I disagree, because ALEC RAPED TESS. Throughout the first third of the book, Tess tries to thwart his downright creepy efforts to seduce her. And it got to the point where he had to FORCE himself upon her to 'claim' her, and even then, Tess didn't stay with him BECAUSE SHE NEVER LOVED HIM. Why should she sacrifice her happiness for a reputation?
The entire book is a criticism of Victorian society's gender roles. Hardy explores how women were objectified by men who based their value on whether or not they were virgins, or 'claimed' by other men. THAT IS THE POINT OF THE BOOK. PERIOD.
SO.
The reason I'd wanna talk to Hardy is to get him to backslap the dumb outta Brittany BECAUSE SHE'S WRONG. WRONG. WRONG.
Selfish, yes. Effective? If he was like alive at this point, probably. But alas, I guess I'll have to choke her myself.
King of Horror
I can't honestly say I know much about the man, but... Stephen King. I've always been a fan of what his genre appears to be, and I've always been honored when people compared me to him. I'd like to meet him and get to know him much more, and I'd like him to teach me some things about how to write a good plot and strong characters in equal measures!
Well, that’s easy.. Umm... Wait.. Give me a minute...
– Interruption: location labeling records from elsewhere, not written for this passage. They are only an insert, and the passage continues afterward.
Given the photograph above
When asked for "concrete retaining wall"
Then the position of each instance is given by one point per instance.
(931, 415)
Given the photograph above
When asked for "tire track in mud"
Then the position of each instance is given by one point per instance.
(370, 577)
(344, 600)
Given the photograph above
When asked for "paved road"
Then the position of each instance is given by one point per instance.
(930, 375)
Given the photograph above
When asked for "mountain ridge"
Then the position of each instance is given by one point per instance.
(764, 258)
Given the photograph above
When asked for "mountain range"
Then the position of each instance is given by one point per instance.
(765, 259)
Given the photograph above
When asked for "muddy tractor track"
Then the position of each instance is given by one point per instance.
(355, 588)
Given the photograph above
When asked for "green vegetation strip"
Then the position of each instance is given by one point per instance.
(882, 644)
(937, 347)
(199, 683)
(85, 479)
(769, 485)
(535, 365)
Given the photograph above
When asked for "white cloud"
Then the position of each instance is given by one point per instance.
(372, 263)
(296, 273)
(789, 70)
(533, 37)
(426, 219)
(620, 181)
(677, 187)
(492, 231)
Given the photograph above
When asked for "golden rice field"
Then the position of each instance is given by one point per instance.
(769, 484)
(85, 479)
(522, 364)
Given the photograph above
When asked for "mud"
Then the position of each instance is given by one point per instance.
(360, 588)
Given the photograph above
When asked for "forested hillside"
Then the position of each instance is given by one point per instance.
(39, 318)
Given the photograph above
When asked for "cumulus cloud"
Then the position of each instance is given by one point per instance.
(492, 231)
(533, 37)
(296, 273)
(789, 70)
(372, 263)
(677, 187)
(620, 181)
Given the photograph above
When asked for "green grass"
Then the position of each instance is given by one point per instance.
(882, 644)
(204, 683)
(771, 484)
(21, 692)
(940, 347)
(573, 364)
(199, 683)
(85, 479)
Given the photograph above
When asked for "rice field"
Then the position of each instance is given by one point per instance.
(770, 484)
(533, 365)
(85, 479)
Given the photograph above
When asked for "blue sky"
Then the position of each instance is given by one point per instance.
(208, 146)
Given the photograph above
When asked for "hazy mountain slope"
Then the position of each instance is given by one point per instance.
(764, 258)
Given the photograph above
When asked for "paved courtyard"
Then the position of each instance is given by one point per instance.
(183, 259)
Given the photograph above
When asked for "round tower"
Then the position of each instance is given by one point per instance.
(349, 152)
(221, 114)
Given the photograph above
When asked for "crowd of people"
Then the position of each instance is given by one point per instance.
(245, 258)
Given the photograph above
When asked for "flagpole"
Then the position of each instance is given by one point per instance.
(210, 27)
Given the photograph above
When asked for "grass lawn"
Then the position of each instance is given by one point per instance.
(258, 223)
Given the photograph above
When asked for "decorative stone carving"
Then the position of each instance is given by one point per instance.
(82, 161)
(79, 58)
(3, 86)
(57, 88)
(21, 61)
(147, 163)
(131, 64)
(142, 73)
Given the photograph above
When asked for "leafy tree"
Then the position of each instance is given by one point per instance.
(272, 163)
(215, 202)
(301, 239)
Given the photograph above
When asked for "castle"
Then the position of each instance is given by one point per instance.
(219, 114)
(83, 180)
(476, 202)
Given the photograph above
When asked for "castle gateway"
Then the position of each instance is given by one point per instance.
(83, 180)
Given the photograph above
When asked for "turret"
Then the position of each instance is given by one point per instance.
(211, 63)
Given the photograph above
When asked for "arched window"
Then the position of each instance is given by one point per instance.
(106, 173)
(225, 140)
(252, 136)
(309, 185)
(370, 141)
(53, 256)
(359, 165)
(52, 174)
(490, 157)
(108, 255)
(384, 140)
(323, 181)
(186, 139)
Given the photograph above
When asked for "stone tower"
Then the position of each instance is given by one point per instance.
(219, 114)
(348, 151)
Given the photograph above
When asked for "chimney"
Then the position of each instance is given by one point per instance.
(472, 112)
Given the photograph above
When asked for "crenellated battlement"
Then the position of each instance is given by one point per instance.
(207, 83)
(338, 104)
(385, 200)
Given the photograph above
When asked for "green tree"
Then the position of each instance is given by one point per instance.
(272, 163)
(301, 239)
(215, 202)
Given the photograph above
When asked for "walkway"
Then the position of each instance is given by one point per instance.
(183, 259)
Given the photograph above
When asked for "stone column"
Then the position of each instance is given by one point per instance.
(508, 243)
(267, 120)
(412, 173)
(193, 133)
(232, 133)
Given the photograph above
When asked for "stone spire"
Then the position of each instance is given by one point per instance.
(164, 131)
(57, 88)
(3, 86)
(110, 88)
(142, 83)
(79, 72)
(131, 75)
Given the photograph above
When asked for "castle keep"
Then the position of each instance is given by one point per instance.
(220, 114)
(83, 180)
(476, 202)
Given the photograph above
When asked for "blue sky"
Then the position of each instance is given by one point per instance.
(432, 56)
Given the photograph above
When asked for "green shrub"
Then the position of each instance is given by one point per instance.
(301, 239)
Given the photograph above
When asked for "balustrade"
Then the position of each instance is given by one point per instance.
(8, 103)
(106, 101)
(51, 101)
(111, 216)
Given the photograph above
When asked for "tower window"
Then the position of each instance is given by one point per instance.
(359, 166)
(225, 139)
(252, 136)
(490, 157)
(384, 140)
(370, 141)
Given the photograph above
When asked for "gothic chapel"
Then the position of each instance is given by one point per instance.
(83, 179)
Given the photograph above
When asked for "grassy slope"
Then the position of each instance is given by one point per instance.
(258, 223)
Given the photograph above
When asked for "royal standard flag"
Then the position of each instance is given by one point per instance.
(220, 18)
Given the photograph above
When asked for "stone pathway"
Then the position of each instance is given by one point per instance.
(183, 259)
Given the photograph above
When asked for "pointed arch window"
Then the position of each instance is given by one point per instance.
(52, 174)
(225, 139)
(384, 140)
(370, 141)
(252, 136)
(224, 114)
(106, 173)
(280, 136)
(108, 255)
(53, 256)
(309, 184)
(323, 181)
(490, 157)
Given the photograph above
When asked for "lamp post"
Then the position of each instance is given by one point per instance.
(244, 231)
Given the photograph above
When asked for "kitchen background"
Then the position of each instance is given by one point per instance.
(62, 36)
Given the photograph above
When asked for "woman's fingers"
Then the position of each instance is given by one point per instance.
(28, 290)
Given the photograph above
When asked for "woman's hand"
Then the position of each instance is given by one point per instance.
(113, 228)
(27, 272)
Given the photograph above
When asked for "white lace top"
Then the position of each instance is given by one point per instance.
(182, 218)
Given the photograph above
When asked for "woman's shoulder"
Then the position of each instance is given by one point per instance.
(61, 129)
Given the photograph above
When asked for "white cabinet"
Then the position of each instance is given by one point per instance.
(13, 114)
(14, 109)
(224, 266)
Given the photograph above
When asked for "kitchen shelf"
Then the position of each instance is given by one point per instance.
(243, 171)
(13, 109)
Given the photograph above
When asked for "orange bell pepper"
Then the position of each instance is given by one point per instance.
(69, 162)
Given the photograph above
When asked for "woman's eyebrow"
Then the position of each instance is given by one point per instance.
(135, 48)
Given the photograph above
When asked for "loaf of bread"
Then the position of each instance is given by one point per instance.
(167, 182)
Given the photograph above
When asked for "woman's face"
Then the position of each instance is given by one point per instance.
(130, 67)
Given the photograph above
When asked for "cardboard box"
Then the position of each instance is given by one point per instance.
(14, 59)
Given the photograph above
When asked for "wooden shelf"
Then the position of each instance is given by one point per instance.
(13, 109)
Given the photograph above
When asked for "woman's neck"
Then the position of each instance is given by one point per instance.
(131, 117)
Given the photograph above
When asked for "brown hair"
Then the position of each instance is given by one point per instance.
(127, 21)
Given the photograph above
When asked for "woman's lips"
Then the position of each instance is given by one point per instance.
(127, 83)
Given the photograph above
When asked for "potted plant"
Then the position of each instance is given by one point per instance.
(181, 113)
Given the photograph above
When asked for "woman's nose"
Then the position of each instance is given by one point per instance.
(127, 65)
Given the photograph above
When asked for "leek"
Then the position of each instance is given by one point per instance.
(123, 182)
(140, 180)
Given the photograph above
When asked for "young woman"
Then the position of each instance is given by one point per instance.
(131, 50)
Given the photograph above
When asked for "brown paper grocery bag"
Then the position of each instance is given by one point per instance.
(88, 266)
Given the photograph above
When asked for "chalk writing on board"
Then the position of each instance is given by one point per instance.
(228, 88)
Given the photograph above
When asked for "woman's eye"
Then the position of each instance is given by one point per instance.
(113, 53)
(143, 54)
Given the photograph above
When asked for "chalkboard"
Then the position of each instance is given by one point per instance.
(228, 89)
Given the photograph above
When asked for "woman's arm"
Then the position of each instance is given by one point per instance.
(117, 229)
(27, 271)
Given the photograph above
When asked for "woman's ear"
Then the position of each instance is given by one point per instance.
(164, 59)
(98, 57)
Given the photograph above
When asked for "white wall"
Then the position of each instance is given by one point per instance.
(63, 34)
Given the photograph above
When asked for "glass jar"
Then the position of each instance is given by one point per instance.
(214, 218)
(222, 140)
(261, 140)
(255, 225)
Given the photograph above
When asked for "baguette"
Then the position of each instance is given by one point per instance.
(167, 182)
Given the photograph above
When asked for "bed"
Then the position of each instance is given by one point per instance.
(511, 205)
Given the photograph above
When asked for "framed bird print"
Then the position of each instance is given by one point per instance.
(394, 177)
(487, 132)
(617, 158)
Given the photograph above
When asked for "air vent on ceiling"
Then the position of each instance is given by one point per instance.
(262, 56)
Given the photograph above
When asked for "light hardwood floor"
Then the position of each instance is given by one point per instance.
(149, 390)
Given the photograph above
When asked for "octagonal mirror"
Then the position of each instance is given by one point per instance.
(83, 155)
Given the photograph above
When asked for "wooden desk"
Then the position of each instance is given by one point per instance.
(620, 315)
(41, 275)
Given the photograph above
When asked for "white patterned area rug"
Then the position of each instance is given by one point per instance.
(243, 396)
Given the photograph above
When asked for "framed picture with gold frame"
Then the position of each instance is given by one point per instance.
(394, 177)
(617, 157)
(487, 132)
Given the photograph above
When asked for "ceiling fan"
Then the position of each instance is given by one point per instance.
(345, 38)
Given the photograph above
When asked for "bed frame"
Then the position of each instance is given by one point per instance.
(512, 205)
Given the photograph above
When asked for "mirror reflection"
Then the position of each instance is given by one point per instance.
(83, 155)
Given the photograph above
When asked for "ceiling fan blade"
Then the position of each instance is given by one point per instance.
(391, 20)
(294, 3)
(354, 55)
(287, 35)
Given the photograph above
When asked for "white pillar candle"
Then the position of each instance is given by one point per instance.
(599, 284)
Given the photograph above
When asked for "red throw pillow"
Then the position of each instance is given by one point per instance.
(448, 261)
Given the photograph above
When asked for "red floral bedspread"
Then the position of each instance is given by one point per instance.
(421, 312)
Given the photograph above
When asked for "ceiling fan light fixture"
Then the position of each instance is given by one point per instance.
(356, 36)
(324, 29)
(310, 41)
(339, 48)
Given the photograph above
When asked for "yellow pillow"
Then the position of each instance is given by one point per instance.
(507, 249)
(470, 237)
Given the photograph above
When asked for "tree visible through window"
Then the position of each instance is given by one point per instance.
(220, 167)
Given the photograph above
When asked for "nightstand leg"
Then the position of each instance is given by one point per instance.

I'd have to pick both Anne Rice, for her engaging and oh so exquisite penmanship, as well as her vampire chronicles and her recent start at the Werewolf mythology, and Mr. Dean Koontz. I have 84 of his books and still counting, he has been my favorite author since grade school.
Paolo Coelho
I think it would be utterly fascinating to interact with Paolo Coelho, who probably needs no introduction but is best known for writing "The Alchemist". His father was an engineer and, when his parents could not dissuade Paulo from becoming a writer, they admitted him to a mental institution. Twice. He escaped and became a hippy, traveled, wrote songs for famous Portugese musicians. Eventually settled into his true self, wrote "The Alchemist", and has won numerous awards. He's not only an author but an adventurer!